I think I do not have de serialized tensorrt engine. Where can I check that to install? or upgrade?

I do have TensorRT, as it comes with the Jetpack installation, but when trying to use your commands, it outputs this:

jn@ubuntu:~/Documents$ /usr/src/tensorrt/bin/trtexec --loadEngine=/home/jn/Documents/yolov8l.engine
&&&& RUNNING TensorRT.trtexec [TensorRT v8502] # /usr/src/tensorrt/bin/trtexec --loadEngine=/home/jn/Documents/yolov8n.engine
[12/14/2023-13:47:57] [I] === Model Options ===
[12/14/2023-13:47:57] [I] Format: *
[12/14/2023-13:47:57] [I] Model: 
[12/14/2023-13:47:57] [I] Output:

[12/14/2023-13:47:57] [I] Memory Clock Rate: 0.624 GHz
[12/14/2023-13:47:57] [I] 
[12/14/2023-13:47:57] [I] TensorRT version: 8.5.2
[12/14/2023-13:47:57] [I] Engine loaded in 0.211736 sec.
[12/14/2023-13:47:58] [I] [TRT] Loaded engine size: 168 MiB
[12/14/2023-13:47:58] [E] Error[1]: [stdArchiveReader.cpp::StdArchiveReader::32] Error Code 1: Serialization (Serialization assertion magicTagRead == kMAGIC_TAG failed.Magic tag does not match)
[12/14/2023-13:47:58] [E] Error[4]: [runtime.cpp::deserializeCudaEngine::65] Error Code 4: Internal Error (Engine deserialization failed.)
[12/14/2023-13:47:58] [E] Engine deserialization failed
[12/14/2023-13:47:58] [E] Got invalid engine!
[12/14/2023-13:47:58] [E] Inference set up failed
&&&& FAILED TensorRT.trtexec [TensorRT v8502] # /usr/src/tensorrt/bin/trtexec --loadEngine=/home/jn/Documents/yolov8n.engine

Your “yolov8n.engine” is a serialized engine which is deserialized before the start of inference.

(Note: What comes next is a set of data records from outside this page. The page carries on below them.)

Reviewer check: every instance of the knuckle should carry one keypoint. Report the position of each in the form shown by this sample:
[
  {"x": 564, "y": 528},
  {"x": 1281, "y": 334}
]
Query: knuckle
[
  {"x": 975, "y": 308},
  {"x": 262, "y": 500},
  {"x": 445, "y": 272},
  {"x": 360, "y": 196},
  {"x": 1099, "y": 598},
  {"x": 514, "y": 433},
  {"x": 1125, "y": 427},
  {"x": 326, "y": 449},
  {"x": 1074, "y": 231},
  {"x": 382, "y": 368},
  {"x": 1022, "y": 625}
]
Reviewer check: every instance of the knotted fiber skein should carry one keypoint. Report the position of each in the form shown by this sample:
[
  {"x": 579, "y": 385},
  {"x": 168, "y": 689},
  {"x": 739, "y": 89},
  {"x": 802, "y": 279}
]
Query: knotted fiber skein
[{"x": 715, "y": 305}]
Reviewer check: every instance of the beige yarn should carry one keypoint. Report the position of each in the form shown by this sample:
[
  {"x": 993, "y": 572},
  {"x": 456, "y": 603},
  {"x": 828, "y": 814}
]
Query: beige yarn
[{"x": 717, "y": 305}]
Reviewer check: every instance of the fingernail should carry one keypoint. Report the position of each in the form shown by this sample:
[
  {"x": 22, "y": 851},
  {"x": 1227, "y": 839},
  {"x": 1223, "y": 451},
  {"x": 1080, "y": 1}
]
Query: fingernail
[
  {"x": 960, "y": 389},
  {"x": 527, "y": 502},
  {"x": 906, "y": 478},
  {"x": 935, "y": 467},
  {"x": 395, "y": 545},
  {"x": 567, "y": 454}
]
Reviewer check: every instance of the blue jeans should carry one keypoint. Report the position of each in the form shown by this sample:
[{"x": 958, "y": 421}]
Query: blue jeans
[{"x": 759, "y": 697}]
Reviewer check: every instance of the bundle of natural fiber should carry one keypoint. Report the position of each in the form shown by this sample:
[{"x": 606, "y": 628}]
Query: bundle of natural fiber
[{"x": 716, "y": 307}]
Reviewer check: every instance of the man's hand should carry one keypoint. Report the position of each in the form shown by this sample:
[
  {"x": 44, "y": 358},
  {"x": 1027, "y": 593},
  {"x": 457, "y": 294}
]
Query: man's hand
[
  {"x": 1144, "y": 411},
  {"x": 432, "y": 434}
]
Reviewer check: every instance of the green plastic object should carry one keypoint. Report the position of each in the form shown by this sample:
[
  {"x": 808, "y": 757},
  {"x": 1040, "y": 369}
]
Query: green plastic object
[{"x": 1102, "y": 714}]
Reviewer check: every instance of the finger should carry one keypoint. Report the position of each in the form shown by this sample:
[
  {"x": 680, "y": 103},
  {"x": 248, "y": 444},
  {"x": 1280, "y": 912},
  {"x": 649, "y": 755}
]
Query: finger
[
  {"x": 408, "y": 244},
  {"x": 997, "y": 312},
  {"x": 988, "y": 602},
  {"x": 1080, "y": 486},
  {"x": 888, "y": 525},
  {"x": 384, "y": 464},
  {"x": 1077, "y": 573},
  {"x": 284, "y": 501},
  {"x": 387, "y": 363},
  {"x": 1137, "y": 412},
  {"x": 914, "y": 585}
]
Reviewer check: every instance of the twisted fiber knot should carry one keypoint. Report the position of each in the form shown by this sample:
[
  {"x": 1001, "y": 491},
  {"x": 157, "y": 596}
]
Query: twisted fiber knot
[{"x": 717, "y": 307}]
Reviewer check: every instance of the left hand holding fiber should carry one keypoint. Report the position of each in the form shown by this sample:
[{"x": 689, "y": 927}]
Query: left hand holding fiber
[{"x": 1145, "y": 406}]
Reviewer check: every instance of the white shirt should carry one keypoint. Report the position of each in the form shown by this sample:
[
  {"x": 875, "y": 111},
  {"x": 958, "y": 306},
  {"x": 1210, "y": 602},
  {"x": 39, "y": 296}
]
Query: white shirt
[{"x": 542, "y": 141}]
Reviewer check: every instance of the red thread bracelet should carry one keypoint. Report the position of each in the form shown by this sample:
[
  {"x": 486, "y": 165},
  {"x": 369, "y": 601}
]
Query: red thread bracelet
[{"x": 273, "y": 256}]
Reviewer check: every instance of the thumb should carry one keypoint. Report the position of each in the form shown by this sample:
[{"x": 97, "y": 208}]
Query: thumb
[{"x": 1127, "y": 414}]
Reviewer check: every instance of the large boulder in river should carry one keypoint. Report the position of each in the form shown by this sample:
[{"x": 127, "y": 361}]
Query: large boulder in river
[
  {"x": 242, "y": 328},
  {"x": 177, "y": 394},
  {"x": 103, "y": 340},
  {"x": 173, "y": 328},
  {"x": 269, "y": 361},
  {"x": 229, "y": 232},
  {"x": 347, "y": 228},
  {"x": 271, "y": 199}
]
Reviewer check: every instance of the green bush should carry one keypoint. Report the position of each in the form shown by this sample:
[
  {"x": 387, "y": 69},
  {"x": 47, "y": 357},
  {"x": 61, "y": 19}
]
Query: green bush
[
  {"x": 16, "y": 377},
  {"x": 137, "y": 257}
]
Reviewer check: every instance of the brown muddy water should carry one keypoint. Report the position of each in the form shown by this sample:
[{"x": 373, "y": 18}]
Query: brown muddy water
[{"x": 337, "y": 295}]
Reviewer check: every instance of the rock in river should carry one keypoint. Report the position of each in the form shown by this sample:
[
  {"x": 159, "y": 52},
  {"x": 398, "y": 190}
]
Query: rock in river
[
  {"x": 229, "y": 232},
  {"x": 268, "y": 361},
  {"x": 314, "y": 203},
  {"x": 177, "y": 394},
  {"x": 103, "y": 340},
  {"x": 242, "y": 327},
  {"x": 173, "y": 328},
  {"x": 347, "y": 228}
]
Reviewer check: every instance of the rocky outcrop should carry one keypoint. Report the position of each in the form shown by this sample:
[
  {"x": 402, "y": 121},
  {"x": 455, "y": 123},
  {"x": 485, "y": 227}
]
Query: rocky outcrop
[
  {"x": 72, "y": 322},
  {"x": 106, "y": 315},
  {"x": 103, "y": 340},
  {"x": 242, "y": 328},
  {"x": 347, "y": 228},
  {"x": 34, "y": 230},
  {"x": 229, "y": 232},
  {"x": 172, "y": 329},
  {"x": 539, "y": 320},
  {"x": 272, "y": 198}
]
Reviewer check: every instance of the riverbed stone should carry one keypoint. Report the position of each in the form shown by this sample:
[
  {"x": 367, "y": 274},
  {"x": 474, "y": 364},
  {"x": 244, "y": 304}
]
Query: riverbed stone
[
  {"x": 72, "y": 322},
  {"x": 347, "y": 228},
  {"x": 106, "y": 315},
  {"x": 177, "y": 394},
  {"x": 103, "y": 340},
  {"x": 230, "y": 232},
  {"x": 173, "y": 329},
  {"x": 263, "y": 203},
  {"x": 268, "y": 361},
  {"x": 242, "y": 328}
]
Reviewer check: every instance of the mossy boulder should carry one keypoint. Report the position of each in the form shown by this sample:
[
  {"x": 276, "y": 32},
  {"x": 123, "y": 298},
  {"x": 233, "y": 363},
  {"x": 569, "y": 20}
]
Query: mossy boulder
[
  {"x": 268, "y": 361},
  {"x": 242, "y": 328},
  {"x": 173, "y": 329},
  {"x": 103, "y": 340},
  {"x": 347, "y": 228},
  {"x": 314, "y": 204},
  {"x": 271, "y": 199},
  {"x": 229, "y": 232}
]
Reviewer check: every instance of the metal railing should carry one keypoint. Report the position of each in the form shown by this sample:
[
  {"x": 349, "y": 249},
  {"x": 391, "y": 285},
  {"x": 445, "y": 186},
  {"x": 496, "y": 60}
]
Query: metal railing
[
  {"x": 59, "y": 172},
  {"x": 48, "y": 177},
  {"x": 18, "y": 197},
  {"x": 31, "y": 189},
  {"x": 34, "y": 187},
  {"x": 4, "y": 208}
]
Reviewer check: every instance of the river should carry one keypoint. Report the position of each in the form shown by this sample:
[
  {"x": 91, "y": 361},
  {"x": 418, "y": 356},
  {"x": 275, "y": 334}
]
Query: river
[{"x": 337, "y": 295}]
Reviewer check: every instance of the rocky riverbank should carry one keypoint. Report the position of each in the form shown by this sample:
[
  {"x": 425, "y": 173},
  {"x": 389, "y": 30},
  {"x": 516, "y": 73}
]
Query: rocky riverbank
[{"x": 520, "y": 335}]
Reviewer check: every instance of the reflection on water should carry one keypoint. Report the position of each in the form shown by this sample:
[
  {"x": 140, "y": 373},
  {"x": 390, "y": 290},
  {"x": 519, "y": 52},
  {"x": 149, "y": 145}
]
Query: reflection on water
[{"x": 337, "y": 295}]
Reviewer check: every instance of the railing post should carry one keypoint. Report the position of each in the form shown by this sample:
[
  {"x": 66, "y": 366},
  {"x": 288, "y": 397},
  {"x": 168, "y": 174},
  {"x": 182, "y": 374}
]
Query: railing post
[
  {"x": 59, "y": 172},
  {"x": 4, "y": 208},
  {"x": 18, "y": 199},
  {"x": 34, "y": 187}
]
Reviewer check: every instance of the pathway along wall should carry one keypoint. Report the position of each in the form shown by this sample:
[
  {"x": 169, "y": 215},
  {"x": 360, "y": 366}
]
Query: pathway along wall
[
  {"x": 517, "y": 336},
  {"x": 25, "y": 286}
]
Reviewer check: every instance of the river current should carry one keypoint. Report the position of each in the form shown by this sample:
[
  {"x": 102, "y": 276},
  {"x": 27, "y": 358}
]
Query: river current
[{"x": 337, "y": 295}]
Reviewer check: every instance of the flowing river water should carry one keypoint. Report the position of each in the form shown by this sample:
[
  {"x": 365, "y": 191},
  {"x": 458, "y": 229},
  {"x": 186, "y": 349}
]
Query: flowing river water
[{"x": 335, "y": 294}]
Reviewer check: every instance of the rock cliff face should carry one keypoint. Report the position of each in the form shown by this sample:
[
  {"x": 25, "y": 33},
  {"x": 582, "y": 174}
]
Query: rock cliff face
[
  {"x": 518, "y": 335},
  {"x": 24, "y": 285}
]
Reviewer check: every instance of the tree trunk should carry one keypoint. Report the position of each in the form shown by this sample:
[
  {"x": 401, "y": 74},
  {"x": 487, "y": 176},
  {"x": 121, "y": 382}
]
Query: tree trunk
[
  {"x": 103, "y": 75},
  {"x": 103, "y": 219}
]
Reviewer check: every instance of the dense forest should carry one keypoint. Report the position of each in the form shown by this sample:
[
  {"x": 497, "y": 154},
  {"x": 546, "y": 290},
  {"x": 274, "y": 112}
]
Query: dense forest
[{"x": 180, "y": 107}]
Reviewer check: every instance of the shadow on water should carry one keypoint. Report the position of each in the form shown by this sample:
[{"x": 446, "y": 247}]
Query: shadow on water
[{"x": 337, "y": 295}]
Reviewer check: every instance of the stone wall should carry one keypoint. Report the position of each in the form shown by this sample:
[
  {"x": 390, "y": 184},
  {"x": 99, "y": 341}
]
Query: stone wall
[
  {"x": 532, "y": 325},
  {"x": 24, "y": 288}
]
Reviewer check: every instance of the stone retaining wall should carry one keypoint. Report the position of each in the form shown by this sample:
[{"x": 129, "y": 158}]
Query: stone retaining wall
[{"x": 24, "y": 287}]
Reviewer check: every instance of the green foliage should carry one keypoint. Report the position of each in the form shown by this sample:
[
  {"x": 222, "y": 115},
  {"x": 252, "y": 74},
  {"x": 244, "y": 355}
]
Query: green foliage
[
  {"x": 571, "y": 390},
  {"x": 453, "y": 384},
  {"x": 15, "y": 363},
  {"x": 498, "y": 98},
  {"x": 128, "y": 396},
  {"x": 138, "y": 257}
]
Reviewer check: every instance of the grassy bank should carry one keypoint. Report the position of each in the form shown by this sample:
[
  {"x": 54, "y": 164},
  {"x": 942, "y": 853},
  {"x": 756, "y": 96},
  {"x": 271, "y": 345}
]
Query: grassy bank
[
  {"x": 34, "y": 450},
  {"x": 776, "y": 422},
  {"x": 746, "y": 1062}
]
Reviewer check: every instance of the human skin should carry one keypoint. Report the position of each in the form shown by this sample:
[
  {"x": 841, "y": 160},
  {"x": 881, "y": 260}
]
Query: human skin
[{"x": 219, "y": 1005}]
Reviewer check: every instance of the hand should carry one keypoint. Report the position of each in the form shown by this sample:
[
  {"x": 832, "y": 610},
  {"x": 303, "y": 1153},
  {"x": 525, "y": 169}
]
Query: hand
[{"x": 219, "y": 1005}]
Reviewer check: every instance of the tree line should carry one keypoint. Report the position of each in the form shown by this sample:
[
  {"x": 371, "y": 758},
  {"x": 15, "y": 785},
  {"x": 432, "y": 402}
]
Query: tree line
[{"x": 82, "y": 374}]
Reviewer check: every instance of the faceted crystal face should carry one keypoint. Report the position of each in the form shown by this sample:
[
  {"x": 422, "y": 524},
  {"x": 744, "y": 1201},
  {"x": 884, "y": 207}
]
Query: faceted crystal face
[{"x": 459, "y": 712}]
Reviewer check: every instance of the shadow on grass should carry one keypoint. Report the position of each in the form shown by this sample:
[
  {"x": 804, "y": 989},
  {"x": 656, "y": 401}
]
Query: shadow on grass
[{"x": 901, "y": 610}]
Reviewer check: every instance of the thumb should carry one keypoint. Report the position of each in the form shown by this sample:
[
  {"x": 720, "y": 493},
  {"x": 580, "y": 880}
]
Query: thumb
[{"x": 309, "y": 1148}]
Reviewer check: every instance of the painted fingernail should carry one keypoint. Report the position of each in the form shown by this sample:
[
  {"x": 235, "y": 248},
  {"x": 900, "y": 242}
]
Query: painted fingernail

May I ask how did you create your calib cache. If your fp16 is working as expected and I am assuming so is fp32, maybe your int8 calib cache is incorrect.


Serialization assertion magicTagRead == kMAGIC_TAG failed.Magic tag does not match

The error indicates that your engine file is created on a different environment (either software or hardware).

Since TensorRT optimizes with environment info, please recreate the engine file when you change the device or update the software.